Once Upon a Ramadan Moon

By April 19, 2020Connections

New moon, new month, new beginnings. This month, the moon will be born on Friday, April 24, marking the first day of the holy month of Ramadan, year 1441 in the Muslim lunar calendar.

“Oh, you who believe, fasting has been prescribed upon you, as it has been prescribed upon those who came before you, so that you might attain piety/God consciousness.”
– Qur’an [2:183]

God honored this month with this 30-day fast because He chose it to reveal the final testament – the Qur’an – to Prophet Muhammad through Gabriel, affirming and completing the message of prophets and messengers preceding him, in the Abrahamic lineage.

Able-bodied Muslims fast from dawn to sunset, abstaining physically from all food and drink and spiritually from ill-talk, unfavorable actions, and impure intentions. Instead, their souls are to be soaked with acts of worship: prayers, charity giving, community building, etc. The true challenge in fasting during Ramadan is the spiritual aspect: the struggle against oneself to maintain patience, despite life’s misfortunes. Children, pregnant, nursing, and menstruating women, the elderly, travelers, or those with chronic health conditions cannot fast.

Ramadan’s spiritual goals align with Pope Francis’ call in his Ash Wednesday speech to give up internet trolling for Lent this year:

“[It] is a time to give up useless words, gossip, rumors, tittle-tattle, and speak to God on a first name basis…We live in an atmosphere polluted by too much verbal violence, too many offensive and harmful words, which are amplified by the internet. Today, people insult each other as if they were saying ‘Good Day.'”

The diversity of the Muslim population means the foods at an iftar party can also be very diverse.

Iftar, breaking fast at sunset, is quite a solemn moment. The chatter of an “iftar party” is drowned by the observer’s connected state of being to God, as he or she make a short supplication while breaking fast (typically on a date or a sip of water). It is a profound moment of appreciation for not only having the means and food to break one’s fast, but also the ability to voluntarily hold a fast. The fact that so many people around the world are already in a constant state of hunger, do not have the religious freedom to fast, or aren’t blessed with good health to observe it, is not lost on many Muslims. In many ways, it is also a practical lesson in counting one’s blessings and not taking things for granted.

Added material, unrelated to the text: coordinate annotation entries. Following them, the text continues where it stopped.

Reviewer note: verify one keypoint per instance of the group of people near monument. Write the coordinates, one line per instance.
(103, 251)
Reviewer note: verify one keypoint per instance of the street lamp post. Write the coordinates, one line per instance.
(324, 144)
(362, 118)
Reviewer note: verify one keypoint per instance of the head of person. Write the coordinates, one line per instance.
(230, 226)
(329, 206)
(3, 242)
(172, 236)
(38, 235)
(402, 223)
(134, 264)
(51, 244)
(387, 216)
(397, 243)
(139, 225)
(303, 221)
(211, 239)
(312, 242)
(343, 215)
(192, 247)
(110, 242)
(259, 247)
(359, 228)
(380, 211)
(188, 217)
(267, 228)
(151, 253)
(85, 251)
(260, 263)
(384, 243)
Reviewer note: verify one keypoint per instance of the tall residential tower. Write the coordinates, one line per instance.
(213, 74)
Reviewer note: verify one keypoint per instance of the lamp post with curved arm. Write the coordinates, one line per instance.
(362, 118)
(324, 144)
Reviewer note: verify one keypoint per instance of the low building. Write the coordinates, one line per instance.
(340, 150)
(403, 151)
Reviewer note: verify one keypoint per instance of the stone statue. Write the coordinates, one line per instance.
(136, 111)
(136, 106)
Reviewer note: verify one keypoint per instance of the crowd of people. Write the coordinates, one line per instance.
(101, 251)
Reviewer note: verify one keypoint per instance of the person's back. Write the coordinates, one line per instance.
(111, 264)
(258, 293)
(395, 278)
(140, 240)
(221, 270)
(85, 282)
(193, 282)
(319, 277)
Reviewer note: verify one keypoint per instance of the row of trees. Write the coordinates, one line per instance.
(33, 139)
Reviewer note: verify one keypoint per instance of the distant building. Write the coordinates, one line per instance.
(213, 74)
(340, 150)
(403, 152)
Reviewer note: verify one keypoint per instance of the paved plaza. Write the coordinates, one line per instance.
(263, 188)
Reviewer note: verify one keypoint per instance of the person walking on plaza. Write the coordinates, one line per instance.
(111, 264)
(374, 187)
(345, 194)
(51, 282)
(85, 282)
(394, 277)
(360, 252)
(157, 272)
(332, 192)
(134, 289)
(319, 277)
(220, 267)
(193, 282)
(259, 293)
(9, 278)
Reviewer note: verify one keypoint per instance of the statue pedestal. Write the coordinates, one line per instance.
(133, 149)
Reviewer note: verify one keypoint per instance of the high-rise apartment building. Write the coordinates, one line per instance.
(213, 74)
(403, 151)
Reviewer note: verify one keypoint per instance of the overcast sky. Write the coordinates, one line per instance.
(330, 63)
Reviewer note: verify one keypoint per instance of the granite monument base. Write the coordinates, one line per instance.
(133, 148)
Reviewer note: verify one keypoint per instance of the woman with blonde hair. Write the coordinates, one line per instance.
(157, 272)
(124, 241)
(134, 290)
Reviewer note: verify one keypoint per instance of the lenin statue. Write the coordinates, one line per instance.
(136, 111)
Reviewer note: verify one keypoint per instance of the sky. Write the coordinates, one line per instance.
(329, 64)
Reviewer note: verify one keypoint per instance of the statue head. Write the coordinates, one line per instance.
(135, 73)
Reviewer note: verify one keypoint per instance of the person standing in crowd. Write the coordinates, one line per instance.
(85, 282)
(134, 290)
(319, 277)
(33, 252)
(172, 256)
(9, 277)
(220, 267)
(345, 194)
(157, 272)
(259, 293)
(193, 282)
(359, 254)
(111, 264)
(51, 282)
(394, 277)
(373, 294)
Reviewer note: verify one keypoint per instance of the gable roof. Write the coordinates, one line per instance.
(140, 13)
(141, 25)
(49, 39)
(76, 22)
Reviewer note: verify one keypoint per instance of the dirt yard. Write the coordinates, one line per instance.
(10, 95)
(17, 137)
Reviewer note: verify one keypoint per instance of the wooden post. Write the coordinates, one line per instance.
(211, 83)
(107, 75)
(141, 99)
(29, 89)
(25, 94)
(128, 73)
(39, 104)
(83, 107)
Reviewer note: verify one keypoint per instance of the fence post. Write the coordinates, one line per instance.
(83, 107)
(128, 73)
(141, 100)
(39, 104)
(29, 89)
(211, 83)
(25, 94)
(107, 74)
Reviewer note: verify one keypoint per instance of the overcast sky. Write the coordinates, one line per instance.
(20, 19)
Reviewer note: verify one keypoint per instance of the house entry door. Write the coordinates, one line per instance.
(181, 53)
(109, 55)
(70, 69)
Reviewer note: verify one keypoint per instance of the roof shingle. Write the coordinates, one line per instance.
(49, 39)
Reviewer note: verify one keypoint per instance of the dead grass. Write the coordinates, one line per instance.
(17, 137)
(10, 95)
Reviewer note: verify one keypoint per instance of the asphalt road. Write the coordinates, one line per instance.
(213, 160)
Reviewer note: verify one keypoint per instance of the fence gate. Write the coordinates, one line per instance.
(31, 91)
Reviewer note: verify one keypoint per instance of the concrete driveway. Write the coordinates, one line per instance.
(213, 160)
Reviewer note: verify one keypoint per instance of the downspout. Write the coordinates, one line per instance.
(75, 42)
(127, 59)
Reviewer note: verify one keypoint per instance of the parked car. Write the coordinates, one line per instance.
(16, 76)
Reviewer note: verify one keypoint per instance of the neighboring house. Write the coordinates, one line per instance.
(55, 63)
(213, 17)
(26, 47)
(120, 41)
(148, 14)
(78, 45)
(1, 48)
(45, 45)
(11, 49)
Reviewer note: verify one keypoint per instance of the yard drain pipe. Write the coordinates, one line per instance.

Muslims account for 1.9 billion of the world’s population. They are a rainbow of races and ethnicities. And hence Ramadan’s cultural traditions and foods can look different. This diversity is also reflected in our Issaquah Highlands microcosm.

Wishing you and yours a blessed Ramadan.

“Ramadan Mubarak!”

Photo (top): An iftar dinner party at Blakely Hall in 2019. Photos provided by Nada Alwarid.